- Cooking spray or oil, to grease
- 225 g full fat soft cheese
- 100 g mayonnaise
- 100 g Parmesan cheese, finely grated
- 250 g marinated artichoke hearts, drained and chopped
- 50 g red pepper, chopped
- 8 Old El Paso™ Jalapeño Slices, drained and chopped
- 10 g Panko breadcrumbs
- 200 g carrots, peeled and cut into batons
- Carrot Batons
- Cucumber batons
- Toasted pitta bread slices
- Preheat the oven to 180 °C (160 °C for fan assisted ovens), gas mark 4. Grease a 1 litre baking dish with oil.
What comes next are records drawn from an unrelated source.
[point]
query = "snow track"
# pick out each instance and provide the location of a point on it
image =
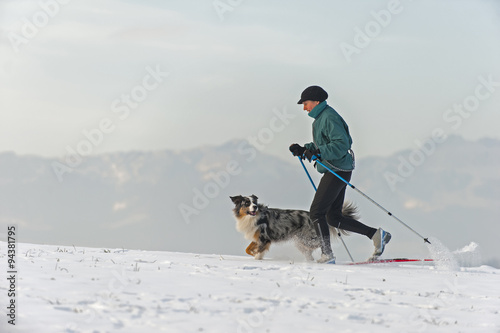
(68, 289)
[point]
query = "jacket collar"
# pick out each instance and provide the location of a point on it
(315, 112)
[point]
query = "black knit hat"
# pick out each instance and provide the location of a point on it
(313, 93)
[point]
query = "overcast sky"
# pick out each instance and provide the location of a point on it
(156, 75)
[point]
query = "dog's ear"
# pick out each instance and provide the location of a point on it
(237, 199)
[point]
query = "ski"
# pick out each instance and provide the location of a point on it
(385, 261)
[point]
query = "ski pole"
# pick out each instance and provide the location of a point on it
(426, 240)
(312, 182)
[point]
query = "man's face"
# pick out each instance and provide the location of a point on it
(309, 105)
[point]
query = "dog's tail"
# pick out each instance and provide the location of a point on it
(349, 210)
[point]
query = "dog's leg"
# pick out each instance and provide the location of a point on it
(251, 248)
(262, 249)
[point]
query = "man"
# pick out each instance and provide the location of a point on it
(332, 145)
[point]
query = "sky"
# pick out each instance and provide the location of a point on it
(100, 76)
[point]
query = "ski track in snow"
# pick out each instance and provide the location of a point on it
(68, 289)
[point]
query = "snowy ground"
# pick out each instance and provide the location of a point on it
(68, 289)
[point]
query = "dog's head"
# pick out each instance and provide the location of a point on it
(244, 206)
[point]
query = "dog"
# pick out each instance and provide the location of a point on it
(263, 226)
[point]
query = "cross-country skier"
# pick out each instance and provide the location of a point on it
(332, 145)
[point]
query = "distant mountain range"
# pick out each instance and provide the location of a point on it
(179, 200)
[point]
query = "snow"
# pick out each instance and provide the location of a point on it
(75, 289)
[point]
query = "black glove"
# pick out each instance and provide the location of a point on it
(312, 155)
(297, 150)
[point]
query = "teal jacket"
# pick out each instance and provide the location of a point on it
(331, 136)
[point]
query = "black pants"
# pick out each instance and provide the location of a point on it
(326, 209)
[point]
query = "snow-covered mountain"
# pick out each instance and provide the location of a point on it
(179, 200)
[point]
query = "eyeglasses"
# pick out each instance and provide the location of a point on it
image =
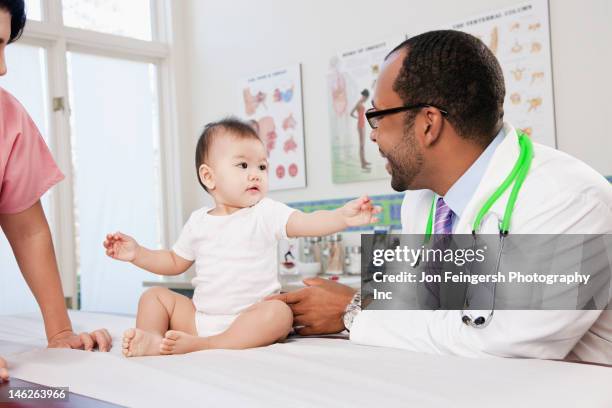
(373, 115)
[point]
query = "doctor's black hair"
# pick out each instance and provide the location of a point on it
(231, 126)
(16, 8)
(457, 72)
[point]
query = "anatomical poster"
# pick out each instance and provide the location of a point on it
(519, 37)
(272, 103)
(350, 85)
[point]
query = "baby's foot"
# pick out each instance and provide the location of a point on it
(138, 342)
(177, 342)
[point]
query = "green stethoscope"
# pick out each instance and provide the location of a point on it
(516, 177)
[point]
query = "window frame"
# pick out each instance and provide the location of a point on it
(58, 40)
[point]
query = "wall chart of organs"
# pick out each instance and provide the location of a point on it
(351, 79)
(519, 36)
(272, 103)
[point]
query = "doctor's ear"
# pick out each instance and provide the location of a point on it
(432, 125)
(207, 177)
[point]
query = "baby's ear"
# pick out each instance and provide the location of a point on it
(206, 177)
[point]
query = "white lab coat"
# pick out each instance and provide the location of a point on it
(561, 195)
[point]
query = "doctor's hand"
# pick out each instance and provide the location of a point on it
(319, 307)
(360, 212)
(3, 370)
(121, 247)
(85, 341)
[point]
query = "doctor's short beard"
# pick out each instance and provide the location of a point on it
(405, 160)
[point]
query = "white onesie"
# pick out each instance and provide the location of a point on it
(235, 260)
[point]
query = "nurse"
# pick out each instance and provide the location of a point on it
(27, 171)
(437, 117)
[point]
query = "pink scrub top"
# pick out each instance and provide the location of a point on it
(27, 169)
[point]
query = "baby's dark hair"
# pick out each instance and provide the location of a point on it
(16, 8)
(230, 125)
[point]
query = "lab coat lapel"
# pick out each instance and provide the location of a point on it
(499, 167)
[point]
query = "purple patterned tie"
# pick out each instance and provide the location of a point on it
(443, 228)
(443, 223)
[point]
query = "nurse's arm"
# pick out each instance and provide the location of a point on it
(30, 238)
(29, 235)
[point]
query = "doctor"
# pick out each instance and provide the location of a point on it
(438, 120)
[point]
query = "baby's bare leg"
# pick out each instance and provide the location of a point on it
(260, 325)
(3, 370)
(159, 309)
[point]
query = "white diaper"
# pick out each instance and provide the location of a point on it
(209, 325)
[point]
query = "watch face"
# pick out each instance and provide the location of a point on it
(348, 320)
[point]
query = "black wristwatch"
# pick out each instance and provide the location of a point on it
(352, 310)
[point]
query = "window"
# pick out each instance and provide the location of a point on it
(33, 10)
(104, 105)
(115, 159)
(130, 18)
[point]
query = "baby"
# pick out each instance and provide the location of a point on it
(234, 249)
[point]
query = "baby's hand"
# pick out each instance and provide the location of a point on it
(3, 371)
(360, 212)
(121, 247)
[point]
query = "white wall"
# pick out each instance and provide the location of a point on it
(227, 40)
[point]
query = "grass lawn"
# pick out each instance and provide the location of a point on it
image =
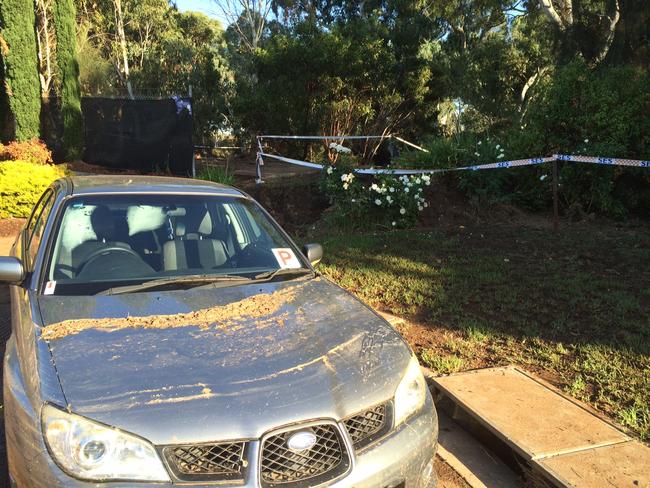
(573, 307)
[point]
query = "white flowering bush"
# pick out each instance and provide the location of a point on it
(384, 200)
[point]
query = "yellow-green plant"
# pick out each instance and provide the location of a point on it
(21, 185)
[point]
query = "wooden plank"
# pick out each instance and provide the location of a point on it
(533, 420)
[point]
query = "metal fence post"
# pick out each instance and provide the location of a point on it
(556, 212)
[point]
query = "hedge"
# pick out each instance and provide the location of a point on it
(65, 15)
(21, 185)
(21, 70)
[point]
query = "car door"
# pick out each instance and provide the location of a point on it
(24, 306)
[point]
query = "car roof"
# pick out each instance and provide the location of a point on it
(97, 184)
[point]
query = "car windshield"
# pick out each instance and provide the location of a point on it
(109, 241)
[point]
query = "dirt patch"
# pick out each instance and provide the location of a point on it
(11, 227)
(204, 394)
(447, 477)
(258, 307)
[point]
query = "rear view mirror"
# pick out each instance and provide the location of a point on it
(313, 252)
(11, 270)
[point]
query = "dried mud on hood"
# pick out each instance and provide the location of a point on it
(258, 307)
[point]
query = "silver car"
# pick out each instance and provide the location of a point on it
(169, 332)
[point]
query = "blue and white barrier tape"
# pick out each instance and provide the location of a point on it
(501, 164)
(601, 160)
(397, 171)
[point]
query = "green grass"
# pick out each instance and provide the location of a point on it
(573, 307)
(441, 364)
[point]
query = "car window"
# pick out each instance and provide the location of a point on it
(105, 241)
(37, 223)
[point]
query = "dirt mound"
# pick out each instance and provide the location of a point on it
(257, 307)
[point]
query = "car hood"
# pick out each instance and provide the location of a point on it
(322, 354)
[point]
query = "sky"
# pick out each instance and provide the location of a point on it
(205, 6)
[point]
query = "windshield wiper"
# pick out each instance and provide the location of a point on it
(269, 275)
(193, 280)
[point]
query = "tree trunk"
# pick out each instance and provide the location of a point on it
(121, 38)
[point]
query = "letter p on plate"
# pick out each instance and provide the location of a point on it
(286, 258)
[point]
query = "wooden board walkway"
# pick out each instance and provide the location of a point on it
(564, 441)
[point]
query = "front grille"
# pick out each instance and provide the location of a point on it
(326, 460)
(368, 426)
(202, 462)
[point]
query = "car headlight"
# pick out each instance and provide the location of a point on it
(91, 451)
(411, 392)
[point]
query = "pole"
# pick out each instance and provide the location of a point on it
(260, 161)
(556, 212)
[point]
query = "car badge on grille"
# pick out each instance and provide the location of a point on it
(301, 441)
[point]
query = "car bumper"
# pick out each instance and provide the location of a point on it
(403, 458)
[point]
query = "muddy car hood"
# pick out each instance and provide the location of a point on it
(323, 354)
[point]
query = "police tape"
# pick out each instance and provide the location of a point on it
(602, 160)
(498, 165)
(400, 171)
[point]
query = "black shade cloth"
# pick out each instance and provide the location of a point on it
(144, 135)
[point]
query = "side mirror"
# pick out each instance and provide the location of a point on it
(11, 270)
(313, 252)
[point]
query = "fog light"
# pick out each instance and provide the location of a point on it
(92, 452)
(427, 476)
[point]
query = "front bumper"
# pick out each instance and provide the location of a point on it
(403, 458)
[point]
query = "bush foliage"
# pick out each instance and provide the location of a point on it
(68, 63)
(578, 111)
(33, 151)
(383, 200)
(21, 185)
(20, 62)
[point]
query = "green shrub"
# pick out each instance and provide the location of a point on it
(23, 87)
(32, 151)
(68, 61)
(21, 185)
(383, 200)
(217, 174)
(597, 113)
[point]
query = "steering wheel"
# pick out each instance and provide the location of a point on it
(256, 251)
(95, 255)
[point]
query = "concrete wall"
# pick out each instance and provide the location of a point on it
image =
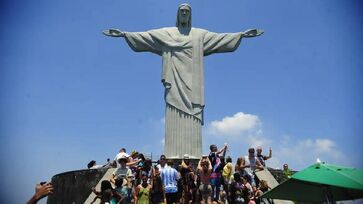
(75, 186)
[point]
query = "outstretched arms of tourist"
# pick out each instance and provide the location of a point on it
(113, 32)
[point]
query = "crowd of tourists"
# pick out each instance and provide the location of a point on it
(214, 179)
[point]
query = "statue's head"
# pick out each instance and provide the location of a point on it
(184, 16)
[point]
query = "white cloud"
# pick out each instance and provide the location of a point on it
(234, 125)
(304, 152)
(244, 130)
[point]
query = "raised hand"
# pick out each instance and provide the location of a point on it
(252, 33)
(113, 33)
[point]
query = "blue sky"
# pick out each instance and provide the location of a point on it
(69, 94)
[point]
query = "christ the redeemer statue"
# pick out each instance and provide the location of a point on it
(182, 49)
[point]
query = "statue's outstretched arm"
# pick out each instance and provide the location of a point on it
(252, 33)
(113, 33)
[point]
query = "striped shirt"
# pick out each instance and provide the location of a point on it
(169, 176)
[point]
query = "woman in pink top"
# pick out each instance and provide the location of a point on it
(204, 171)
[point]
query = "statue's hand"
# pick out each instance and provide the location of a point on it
(252, 33)
(113, 33)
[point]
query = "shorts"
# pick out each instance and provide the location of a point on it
(171, 197)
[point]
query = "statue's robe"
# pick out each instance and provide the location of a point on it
(183, 79)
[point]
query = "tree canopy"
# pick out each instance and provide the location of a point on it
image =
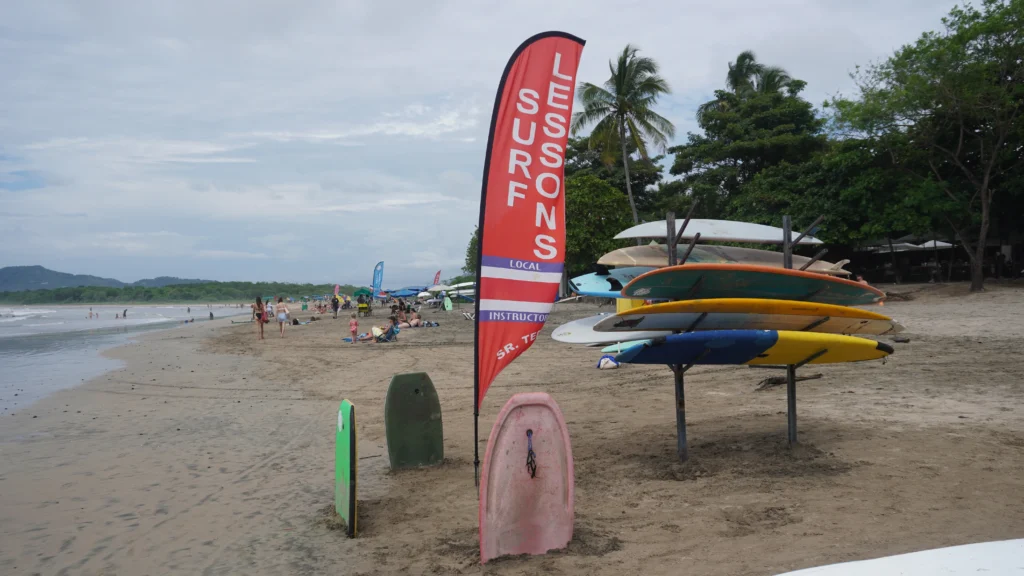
(622, 112)
(947, 110)
(931, 145)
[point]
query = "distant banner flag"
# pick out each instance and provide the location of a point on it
(378, 278)
(522, 216)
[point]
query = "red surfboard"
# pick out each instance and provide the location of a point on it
(527, 486)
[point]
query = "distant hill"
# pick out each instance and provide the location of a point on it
(162, 281)
(16, 279)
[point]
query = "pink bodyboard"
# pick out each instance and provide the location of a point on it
(521, 512)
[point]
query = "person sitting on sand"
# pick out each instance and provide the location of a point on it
(402, 320)
(282, 310)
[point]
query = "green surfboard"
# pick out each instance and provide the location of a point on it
(345, 459)
(413, 422)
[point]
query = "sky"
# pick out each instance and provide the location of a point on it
(304, 141)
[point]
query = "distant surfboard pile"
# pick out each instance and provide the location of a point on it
(726, 304)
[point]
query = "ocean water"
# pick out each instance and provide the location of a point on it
(46, 348)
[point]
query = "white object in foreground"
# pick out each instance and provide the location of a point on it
(582, 332)
(715, 231)
(990, 559)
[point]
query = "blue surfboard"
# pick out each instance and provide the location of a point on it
(606, 285)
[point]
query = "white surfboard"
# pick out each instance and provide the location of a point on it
(1004, 558)
(582, 332)
(715, 231)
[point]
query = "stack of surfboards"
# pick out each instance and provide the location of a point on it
(747, 310)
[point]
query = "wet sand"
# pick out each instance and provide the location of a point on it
(212, 453)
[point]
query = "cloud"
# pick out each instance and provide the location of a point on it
(139, 150)
(322, 135)
(229, 254)
(409, 123)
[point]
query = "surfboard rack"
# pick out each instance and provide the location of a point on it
(673, 238)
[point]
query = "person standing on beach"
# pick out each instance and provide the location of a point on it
(259, 311)
(282, 310)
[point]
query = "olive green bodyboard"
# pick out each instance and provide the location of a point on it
(345, 462)
(413, 422)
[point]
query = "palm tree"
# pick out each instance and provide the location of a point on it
(742, 73)
(771, 79)
(621, 111)
(748, 76)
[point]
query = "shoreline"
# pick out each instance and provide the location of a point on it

- Mix the soft cheese together with the mayonnaise and most of the Parmesan in a medium bowl. Stir in the artichokes, pepper and jalapeños. Season with salt and pepper.
- Spoon the artichoke mixture into the dish and sprinkle over the breadcrumbs and remaining Parmesan.
- Bake in the oven for 20 minutes or until the top is lightly golden. Serve warm with carrot and cucumber batons and pitta bread slices.
Make it smooth – whizz the dip ingredients in a blender with 2 handfuls of baby spinach leaves and cook as above.
Serve as a canapé by spreading onto crostini and topping with a shard of crisply baked parma ham.